L’opposition au projet était aussi très remarquée au sein même du parlement et des parties dits de l’alliance présidentielle. Ainsi un bon nombre de députés ont largement critiqué la nouvelle loi qui vise à réglementer le secteur ‘’Ceci est un pas en arrière qui vise à geler le secteur des médias, une loi qui va à l’encontre des normes internationales » dira Mohamed Mahmoudi, député  du Mouvement de la Société pour la Paix, un parti qui soutient les réformes initiées par le Président Bouteflika et qui fait partie de la coalition présidentielle.

Pour Nacer Mehal, l’objectif de cette loi est de ‘’Mieux Protéger les journalistes au niveau socio-professionnel’’. ‘’Le gouvernement est engagé à respecter toutes les libertés et par-dessus tout la liberté d’expression, ceci dans le cadre des lois de la république’’ ajoutera Nacer Mehal à la plénière de l’Assemblée Populaire Nationale.
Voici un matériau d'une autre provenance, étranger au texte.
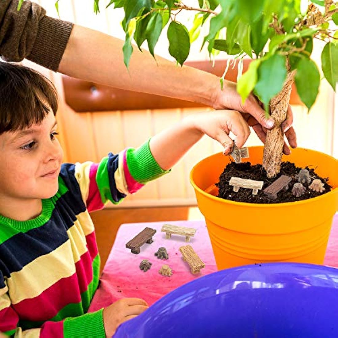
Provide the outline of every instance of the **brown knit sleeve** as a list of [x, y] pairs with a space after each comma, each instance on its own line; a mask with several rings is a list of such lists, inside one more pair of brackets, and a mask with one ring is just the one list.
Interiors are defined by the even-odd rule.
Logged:
[[0, 56], [5, 61], [27, 58], [57, 71], [73, 24], [46, 16], [37, 4], [19, 0], [0, 1]]

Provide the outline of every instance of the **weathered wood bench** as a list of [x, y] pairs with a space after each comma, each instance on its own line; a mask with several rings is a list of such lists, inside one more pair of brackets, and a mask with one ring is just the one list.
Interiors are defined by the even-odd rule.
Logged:
[[190, 266], [192, 273], [198, 273], [201, 269], [206, 267], [205, 265], [198, 257], [191, 245], [188, 245], [181, 246], [179, 250], [182, 254], [183, 260], [186, 262]]
[[256, 181], [233, 176], [230, 178], [229, 184], [234, 186], [234, 191], [235, 192], [237, 192], [240, 188], [246, 188], [252, 189], [252, 195], [257, 195], [258, 190], [261, 190], [263, 188], [264, 182], [263, 181]]
[[239, 149], [234, 143], [232, 152], [230, 155], [236, 163], [241, 163], [242, 159], [247, 159], [249, 157], [249, 149], [246, 147]]
[[126, 244], [126, 247], [131, 249], [133, 254], [139, 254], [140, 247], [145, 243], [149, 244], [152, 243], [152, 236], [155, 234], [156, 231], [154, 229], [145, 228], [139, 234], [138, 234], [132, 239], [131, 239]]
[[172, 235], [180, 235], [186, 236], [186, 242], [189, 242], [190, 238], [196, 232], [194, 228], [187, 228], [185, 226], [177, 226], [170, 224], [165, 224], [161, 229], [162, 232], [166, 233], [166, 238], [170, 238]]
[[290, 176], [282, 175], [280, 177], [271, 183], [263, 190], [263, 192], [267, 195], [269, 198], [275, 199], [277, 194], [282, 189], [287, 190], [289, 189], [289, 184], [291, 182], [292, 178]]

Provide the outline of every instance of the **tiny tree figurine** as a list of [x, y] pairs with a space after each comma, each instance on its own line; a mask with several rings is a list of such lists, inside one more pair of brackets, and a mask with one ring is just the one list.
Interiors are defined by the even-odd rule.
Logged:
[[[19, 1], [20, 4], [22, 0]], [[251, 92], [263, 103], [267, 114], [274, 119], [268, 130], [263, 165], [268, 177], [280, 172], [283, 135], [281, 125], [286, 117], [294, 81], [303, 102], [309, 109], [318, 93], [320, 75], [310, 58], [315, 38], [326, 44], [321, 54], [324, 75], [334, 90], [338, 80], [338, 2], [333, 0], [196, 0], [186, 5], [180, 0], [111, 0], [108, 6], [122, 7], [122, 26], [126, 33], [123, 47], [128, 67], [134, 40], [141, 49], [146, 40], [153, 55], [162, 30], [168, 25], [169, 52], [181, 66], [189, 54], [190, 44], [200, 28], [210, 20], [208, 44], [211, 54], [226, 52], [239, 60], [237, 90], [244, 102]], [[57, 7], [57, 2], [56, 5]], [[305, 6], [303, 6], [305, 3]], [[99, 10], [99, 0], [94, 0]], [[176, 20], [186, 11], [194, 15], [190, 31]], [[329, 22], [333, 21], [333, 23]], [[331, 23], [331, 24], [330, 24]], [[241, 76], [243, 58], [254, 59]], [[220, 79], [221, 84], [227, 69]]]

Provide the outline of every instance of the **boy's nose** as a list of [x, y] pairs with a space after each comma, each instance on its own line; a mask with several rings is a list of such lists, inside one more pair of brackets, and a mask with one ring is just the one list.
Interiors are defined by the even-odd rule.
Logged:
[[45, 147], [43, 160], [45, 162], [58, 160], [62, 157], [62, 149], [58, 144], [50, 144]]

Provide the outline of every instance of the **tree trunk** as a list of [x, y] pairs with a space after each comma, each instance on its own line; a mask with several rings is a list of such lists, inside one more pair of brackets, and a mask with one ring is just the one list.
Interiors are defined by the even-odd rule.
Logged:
[[263, 167], [269, 178], [276, 176], [281, 170], [284, 142], [281, 125], [286, 118], [294, 75], [294, 71], [288, 72], [282, 90], [270, 102], [270, 111], [275, 123], [273, 129], [268, 130], [263, 155]]

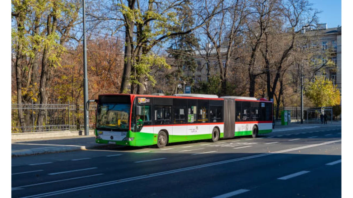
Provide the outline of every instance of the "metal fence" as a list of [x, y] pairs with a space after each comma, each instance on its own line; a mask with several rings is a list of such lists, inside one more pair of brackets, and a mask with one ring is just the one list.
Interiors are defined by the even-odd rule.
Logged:
[[[89, 124], [93, 128], [96, 120], [96, 105], [89, 106]], [[22, 110], [21, 126], [19, 109]], [[38, 125], [40, 113], [43, 115], [42, 124]], [[11, 104], [11, 132], [35, 132], [84, 129], [83, 104]]]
La nouvelle loi est divisée en 132 articles dont une longue partie est consacrée à l’ouverture du secteur de l’audiovisuel au privée.

Le mécontentement parmi les professionnelles du métier des médias en Algérie résulte des propositions contenues dans le projet de loi qui rappelle une série de lignes rouges imposées sur la profession y compris le respect de la souveraineté national ainsi que les intérêts économiques du pays,‘’ Ces dispositions sont tellement vagues et pas claires qu’ils pourraient être utilisées contre la liberté d’informer et pénaliseraient ainsi les journalistes et les utilisateurs des médias y compris le peuple algérien’’ dira le député Ali Brahimi.

En Algérie, il existe cinq chaînes de Télévisions et cinq chaînes de radio nationales en plus de 47 stations de radio départementales qui diffusent leurs programmes à longueur de journée. Toutes les chaines de Télévision et de radio sont la propriété de l’état et aucune entreprise privée dans ce sens n’a été autorisée à ce jour.

Said Bouhadja, un député du FLN (Front de Libération National) soutient quant à lui la nouvelle loi, qu’il considère ‘’ Plaçant l’Algérie dans une position d’ouverture moderne’’ dans le secteur de l’audiovisuel. La loi sur l’information compte parmi les réformes promises par le Président Abdelaziz Bouteflika le 15 avril dernier, en réponse à une vague de protestation populaire.

La loi devrait être votée vers la fin de janvier, qui marquera la fin de cette séance parlementaire, la dernière avant les élections législatives de 2012.